Save Port Meadow campaigner Toby Porter, of Jericho, said: “I think it has a great chance of winning considering this is a competition to celebrate ugly architecture. The other entrants will be quaking in their boots.

“It is light-hearted, but there is a serious message underneath. The university has said it takes its role as guardians of Oxford’s natural beauty very seriously but so far appears to have offered nothing to show that.”

The student flats are the subject of an ongoing battle as campaigners say the development spoils the view of Oxford’s skyline.

An application for a judicial review of planning permission has been lodged.

In his nomination, Oxford University professor Diarmaid MacCulloch called it: “A deeply unimaginative and impoverished design which would lower the spirits whatever its setting.”

Neither the architects nor the university made any comment in response to Oxford Mail requests.

To vote, go to bdonline.co.uk/buildings/carbuncle-cup

CONTEST FOR ‘CRIMES AGAINST ARCHITECTURE’

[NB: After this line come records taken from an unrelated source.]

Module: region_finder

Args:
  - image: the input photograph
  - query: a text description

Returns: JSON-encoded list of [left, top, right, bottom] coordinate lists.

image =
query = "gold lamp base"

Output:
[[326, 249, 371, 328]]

  • People can vote for their favourites on the Building Design website every week, with the most voted-for making a shortlist in July.
  • Castle Mill is currently up against the Ammonite and Pizza Express residential buildings in Dorchester; the Redcar Beacon – aka the Vertical Pier – in Redcar; and the Avant Garde buildings in Bethnal Green Road, by Stock Woolstencroft.
  • A winner will be chosen by a jury of two architecture experts in August.
  • The contest was launched in 2006 at the height of the building boom “for crimes against architecture”.
  • Previous winners include the restored ship the Cutty Sark in Greenwich and Liverpool Ferry Terminal.
  • In 2010 the Strata building in Elephant and Castle, London, took home the prize.